First, and this goes back to planning the unit, teach specific writing skills and strategies with each piece of writing. Then the conference is a perfect time for a bit of formative assessment before even coming to a draft.
Our assignment topic was a speech on how to build community. The strategies we were targeting were tailoring a speech to the audience and occasion (writer’s pick), and using specific examples or anecdotes to connect to the audience emotionally so we have their attention for our ideas (see Talk Like TED chapter 2 “Master the Art of Storytelling” and Bryan Stevenson’s TED talk that it references, this NPR article, and David Foster Wallace’s commencement address “This Is Water”).

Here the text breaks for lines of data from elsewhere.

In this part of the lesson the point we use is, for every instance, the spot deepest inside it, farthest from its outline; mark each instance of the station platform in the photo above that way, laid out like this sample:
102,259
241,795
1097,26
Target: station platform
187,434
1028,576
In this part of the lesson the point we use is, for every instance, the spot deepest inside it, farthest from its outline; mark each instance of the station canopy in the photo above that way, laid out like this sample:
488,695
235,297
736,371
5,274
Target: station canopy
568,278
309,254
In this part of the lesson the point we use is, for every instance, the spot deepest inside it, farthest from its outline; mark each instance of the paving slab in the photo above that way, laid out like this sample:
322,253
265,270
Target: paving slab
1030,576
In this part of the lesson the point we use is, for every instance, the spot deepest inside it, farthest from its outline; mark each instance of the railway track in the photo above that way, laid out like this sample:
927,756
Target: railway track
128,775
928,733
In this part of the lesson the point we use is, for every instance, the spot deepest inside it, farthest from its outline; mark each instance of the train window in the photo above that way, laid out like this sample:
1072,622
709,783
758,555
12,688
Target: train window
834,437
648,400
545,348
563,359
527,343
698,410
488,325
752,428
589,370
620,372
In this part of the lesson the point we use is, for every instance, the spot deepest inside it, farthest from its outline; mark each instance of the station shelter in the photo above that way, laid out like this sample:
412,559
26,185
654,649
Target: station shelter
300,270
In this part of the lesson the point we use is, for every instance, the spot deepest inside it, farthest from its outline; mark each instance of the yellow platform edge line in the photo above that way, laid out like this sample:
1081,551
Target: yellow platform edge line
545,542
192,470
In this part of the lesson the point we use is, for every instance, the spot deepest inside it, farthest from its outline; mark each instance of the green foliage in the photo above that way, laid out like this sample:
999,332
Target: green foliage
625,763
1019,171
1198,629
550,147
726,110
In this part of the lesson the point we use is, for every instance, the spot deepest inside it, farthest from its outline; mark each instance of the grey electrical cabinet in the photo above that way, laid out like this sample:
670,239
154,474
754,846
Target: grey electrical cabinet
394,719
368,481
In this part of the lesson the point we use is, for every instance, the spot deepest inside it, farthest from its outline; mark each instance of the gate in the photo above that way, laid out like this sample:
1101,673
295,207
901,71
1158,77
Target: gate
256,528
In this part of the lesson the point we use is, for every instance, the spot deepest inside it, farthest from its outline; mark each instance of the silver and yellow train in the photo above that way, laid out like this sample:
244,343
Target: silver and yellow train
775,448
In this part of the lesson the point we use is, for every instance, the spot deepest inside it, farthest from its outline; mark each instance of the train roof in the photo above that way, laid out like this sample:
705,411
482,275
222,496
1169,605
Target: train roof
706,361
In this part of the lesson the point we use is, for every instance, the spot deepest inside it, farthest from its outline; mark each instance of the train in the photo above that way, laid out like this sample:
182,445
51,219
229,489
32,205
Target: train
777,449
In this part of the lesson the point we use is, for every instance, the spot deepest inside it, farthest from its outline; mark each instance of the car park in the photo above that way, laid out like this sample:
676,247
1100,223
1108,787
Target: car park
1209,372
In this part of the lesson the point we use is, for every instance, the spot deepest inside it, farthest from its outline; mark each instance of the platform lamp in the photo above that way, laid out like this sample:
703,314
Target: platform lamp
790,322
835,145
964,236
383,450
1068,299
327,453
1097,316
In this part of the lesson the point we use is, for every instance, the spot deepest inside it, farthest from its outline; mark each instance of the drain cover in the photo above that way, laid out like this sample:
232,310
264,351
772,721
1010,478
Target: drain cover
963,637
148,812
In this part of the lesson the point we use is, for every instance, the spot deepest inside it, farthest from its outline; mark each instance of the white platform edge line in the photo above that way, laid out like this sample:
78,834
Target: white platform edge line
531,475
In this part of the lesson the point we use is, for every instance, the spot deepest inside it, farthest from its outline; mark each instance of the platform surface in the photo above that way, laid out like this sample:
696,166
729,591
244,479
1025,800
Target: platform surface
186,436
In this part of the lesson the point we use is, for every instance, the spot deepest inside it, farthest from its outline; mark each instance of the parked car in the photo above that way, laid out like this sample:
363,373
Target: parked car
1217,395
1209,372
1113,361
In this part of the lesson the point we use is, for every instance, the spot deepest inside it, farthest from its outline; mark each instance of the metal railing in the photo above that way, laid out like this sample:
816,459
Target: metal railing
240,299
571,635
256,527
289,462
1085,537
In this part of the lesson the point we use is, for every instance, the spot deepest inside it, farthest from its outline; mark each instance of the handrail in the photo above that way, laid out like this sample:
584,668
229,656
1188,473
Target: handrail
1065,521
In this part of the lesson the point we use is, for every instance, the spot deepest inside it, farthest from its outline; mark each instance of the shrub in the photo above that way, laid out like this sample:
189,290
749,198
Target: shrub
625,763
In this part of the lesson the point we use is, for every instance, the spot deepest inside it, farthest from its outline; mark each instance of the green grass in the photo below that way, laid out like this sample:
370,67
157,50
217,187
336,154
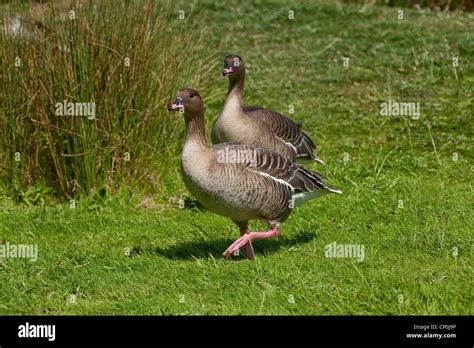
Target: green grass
129,254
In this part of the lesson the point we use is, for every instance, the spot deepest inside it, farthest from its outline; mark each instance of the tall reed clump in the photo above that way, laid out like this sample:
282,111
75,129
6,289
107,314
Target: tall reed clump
126,57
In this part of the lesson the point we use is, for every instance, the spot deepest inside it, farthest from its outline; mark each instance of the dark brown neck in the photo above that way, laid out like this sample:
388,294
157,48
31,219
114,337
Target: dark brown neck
196,130
236,89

“So, how’s the writing going?” might be the most natural opener, but only a couple of students have the confidence, personality, and level of writing metacognition to answer anything after, “Fine.” A few do. One asked how to cite sources in a speech, which led to a good conversation about audience and purpose—if, given your audience and purpose, it lends weight to your speech, say it. If your suicide statistics are from the World Health Organization in 20016, let your audience know you are current and credible! If it’s not weighty in that way, keep it in your in-text citation and Works Cited page in case of follow-up questions.
But I’d better have a follow-up question ready. One designed to see how students are doing on the targeted and taught skills and strategies. This time it was, “What audience and occasion did you pick?” The answers I got from second semester juniors ranged from their class if they got nominated for president next year, to a language class at the end of the year about how and why to use what they’ve learned, to a graduation address at the end of next year. They’d all gotten that bit of the prompt.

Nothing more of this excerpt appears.